Likelihood-Free Parameter Inference for Spatiotemporal Stochastic Biological Models using Neural Posterior Estimation

Cell migration is a key biological process underlying wound healing, tissue development, and cancer metastasis, yet calibrating mathematical models of migration to experimental data remains a major challenge. Scratch and barrier assays are widely used to study collective cell spreading, and agent-based random walk models provide a natural stochastic description of these experiments. However, parameter inference for such models is hampered by intractable likelihoods, forcing researchers to rely on Approximate Bayesian Computation, which introduces biases and tuning difficulties, or surrogate models that require potentially erroneous noise model specifications. Here, we overcome these limitations using neural posterior estimation, a simulation-based inference framework that learns the full posterior distribution directly from stochastic simulations without surrogate approximations or explicit noise model specifications.
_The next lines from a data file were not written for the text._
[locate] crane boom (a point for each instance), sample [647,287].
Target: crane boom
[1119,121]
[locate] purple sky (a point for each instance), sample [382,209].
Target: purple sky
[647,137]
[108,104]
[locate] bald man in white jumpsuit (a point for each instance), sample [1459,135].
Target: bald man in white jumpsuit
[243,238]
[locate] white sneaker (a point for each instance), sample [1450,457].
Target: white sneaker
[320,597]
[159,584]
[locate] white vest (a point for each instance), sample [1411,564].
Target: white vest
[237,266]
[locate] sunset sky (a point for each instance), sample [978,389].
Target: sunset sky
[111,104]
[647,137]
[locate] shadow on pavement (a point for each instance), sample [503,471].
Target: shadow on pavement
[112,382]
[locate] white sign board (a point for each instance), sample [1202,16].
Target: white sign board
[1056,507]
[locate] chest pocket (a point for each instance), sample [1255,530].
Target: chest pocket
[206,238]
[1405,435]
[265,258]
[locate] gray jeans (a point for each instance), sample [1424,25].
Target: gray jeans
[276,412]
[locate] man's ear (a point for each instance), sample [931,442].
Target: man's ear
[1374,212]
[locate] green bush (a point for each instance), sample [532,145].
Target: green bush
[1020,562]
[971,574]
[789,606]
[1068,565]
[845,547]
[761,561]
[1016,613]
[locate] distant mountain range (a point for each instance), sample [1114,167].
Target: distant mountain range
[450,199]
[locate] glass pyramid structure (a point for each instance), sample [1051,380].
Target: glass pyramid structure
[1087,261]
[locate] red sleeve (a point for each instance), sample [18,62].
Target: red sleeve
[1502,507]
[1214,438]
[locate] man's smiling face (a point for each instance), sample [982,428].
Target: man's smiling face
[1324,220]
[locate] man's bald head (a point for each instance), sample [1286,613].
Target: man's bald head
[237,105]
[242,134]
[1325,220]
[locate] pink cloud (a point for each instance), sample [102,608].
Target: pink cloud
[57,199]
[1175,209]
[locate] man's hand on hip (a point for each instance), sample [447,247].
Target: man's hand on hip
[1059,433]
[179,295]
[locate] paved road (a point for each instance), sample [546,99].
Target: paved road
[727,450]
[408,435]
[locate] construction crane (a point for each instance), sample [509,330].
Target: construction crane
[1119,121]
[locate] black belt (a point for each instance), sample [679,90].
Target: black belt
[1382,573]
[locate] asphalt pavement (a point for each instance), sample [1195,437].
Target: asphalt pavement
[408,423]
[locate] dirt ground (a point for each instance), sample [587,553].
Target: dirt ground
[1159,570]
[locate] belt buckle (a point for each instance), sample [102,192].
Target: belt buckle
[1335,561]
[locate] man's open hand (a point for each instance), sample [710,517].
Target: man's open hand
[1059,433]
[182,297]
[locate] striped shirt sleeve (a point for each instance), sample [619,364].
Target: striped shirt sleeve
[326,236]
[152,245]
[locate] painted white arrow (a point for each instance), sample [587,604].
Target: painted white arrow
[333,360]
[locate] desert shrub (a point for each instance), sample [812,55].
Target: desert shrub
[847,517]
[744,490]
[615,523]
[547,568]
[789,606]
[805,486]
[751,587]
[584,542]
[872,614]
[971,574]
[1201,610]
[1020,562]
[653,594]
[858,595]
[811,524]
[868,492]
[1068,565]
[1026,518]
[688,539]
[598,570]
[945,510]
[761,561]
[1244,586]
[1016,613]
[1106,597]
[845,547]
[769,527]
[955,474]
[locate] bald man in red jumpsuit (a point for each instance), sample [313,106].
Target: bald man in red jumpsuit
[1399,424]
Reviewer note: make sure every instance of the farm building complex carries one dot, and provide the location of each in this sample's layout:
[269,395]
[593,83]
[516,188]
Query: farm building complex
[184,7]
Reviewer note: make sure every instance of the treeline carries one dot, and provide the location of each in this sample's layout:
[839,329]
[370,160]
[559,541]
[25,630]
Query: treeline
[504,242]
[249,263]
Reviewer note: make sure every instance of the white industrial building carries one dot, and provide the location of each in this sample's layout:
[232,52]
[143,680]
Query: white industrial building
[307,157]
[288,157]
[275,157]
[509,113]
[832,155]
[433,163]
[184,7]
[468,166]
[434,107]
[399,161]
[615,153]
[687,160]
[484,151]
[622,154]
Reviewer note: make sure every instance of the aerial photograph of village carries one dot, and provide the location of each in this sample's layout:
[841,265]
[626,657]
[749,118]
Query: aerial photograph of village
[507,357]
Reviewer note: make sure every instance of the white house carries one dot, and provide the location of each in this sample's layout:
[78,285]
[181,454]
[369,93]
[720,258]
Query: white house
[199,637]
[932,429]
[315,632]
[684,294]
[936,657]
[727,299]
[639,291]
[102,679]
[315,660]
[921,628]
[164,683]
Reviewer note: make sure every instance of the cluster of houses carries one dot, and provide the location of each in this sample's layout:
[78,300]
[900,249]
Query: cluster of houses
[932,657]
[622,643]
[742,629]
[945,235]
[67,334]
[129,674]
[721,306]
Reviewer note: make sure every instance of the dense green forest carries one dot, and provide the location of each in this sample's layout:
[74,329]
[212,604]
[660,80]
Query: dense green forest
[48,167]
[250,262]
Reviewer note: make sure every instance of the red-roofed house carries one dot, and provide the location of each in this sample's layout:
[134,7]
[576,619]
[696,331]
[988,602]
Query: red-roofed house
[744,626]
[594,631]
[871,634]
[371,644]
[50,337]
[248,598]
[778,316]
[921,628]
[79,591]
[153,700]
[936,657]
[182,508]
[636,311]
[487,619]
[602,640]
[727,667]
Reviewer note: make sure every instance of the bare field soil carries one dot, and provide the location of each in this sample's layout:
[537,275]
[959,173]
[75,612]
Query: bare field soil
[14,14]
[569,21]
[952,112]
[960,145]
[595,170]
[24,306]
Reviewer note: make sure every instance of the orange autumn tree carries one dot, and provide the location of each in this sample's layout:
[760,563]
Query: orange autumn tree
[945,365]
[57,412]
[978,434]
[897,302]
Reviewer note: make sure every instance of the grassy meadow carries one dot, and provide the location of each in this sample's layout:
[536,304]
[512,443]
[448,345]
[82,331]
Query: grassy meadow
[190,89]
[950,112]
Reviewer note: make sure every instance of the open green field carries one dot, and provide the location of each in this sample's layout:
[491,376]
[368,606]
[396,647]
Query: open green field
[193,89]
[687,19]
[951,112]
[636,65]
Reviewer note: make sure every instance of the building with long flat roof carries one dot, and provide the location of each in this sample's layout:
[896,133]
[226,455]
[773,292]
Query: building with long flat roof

We deploy this framework on four progressively complex random walk models of barrier assay experiments describing in vitro cell migration: an isotropic baseline, a model with directional bias (chemotaxis), a model with cell proliferation, and a combined model incorporating both bias and proliferation. For each model, we demonstrate inference in two settings: using one-dimensional summary statistics (column counts), and using a convolutional neural network that enables inference directly from raw two-dimensional spatial data. Neural posterior estimation performs well across all four models, recovering biologically interpretable parameters (e.g. cell motility, directional bias, proliferation rates) from cases where classical surrogate-based methods are adequate through to the combined model where the interplay of multiple mechanisms renders surrogate approximations unreliable. We validate all posteriors using simulation-based calibration diagnostics and provide an open-source implementation of our pipeline to facilitate its adoption and extension to more complex, spatially-structured biological models.